On the plus side, land reforms have been this Government's major contribution towards changing the balance of power in rural Bengal. But public memory is notoriously short. ``The young have sadly erased the revolutionary struggles from their memory; they have forgotten, moreover, years of Congress misrule,'' says Mr. Biswas. But Ms. Mamata Banerjee's camp followers, on the other hand, catalogue various factors, including rising unemployment, the stultification of industrial growth and the deteriorating law and order situation, to legitimise their ``do or die'' campaign against the Government. The point is well taken. Disillusionment with the Left is not confined to the middle class but extends to the peasantry who are fast losing the land to the same jotedars who were made to part with their land. ``Marxism'', says Ms. Madhabi Mukherjee, celluloid star of yesteryears pitted against the Chief Minister, ``is an imported doctrine, a seasonal flower that is bound to wilt sooner than later.''

The flower may not wilt as yet, and yet the road to electoral success is strewn with numerous difficulties. But one thing is for sure. Unlike some of the other States, Bengal will remain ideologically polarised for decades to come and the battlelines will always be drawn between the Left and the centrist forces. The revolutionary fervour is considerably diluted by the exigencies of time, but the Left is unlikely to abandon its commitment to social justice and equality.

The import of their message is all but lost to the Opposition parties. Today, the Congress is gasping for breath and its chances of winning are limited to its traditional strongholds. Mr. A. B. A. Ghani Khan Choudhury is flexing his muscles in Malda, whereas the Congress-backed Independents, described by the PCC president, Mr. Pranab Mukherjee, as ``unbridled horses'', are up in arms in Murshidabad. This is bad news for a party that is devoid of any programme that would put it back on the rails. It is already fragmented and weakened by a divided leadership.
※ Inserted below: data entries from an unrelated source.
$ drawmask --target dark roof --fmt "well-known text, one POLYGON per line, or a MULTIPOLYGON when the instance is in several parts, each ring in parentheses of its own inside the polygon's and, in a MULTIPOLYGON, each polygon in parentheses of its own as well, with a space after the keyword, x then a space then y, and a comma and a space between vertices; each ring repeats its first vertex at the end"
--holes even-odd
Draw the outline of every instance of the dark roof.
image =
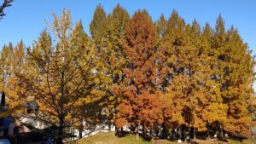
POLYGON ((36 101, 30 101, 24 105, 24 107, 39 108, 39 105, 36 101))

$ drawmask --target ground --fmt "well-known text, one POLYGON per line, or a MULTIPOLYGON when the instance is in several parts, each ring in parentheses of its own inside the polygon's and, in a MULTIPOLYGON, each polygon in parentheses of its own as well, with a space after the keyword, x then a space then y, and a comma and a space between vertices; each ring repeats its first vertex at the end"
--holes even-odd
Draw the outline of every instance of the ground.
MULTIPOLYGON (((254 144, 253 140, 244 140, 242 141, 229 140, 228 142, 218 141, 217 140, 196 140, 198 144, 254 144)), ((144 141, 143 138, 137 141, 134 135, 128 135, 124 137, 115 136, 113 132, 96 134, 93 136, 80 139, 78 144, 178 144, 177 141, 167 140, 152 140, 151 141, 144 141)), ((182 144, 187 144, 183 142, 182 144)))

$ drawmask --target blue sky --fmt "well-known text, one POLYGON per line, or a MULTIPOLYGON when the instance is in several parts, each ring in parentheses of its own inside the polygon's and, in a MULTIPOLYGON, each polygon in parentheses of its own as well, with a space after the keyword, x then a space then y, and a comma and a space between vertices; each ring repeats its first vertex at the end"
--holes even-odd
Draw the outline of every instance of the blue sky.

The BJP may corner a few seats on the strength of the unsettled conditions on the Indo-Bangladesh border, but its long- term survival on Bengal's political landscape is at best a remote possibility. Although the BJP vote shot up to 11.36 per cent in the 1991 Assembly polls owing to the Hindutva wave, it dropped to 6.45 per cent in 1996. This time round its share of votes may plummet further.

In effect, what keeps the midnight oil burning at Alimuddin Street is the upsurge of support for the Trinamool. Fiery and passionate, though impetuous, Ms. Banerjee has successfully assailed some of the communist strongholds: Didi aschke, CPI(M) bhay pacche (The CPI(M) is scared as Didi comes on) was the cry at a Trinamool rally in Calcutta on May Day. Yet her decision to withdraw from the NDA, followed by her hurriedly concluded pact with the Congress, has dampened the enthusiasm of her supporters.

Even if she succeeds in rallying round her supporters in the days to come and splits the Left Front votes, caused by the PDS, she will need to do well in Birbhum, Burdwan, Bankura, Purulia, Hoogly and Midnapore. These districts account for as many as 118 seats, or approximately 40 per cent of the total seats. If the outcome of the 1996 Assembly and the 1999 parliamentary elections is any guide, the Left is sure to press home its advantage. In the event, Ms. Banerjee's political fate will be sealed in Bengal, her principal political akhara and her diminishing role in State politics will affect her bargaining position in New Delhi.

The elections in West Bengal are poised for an interesting countdown. Whether the people endorse Mr. Bhattacharjee's dictum, ``the only alternative to the Left is a new, improved Left'', or accept Ms. Banerjee's call ``for change'', will be known on May 13 when electronic voting machines from 61,542 voting centres produce the results. Whatever the verdict, the results will have far-reaching implications for Bengal as well for the future of coalition politics at the Centre.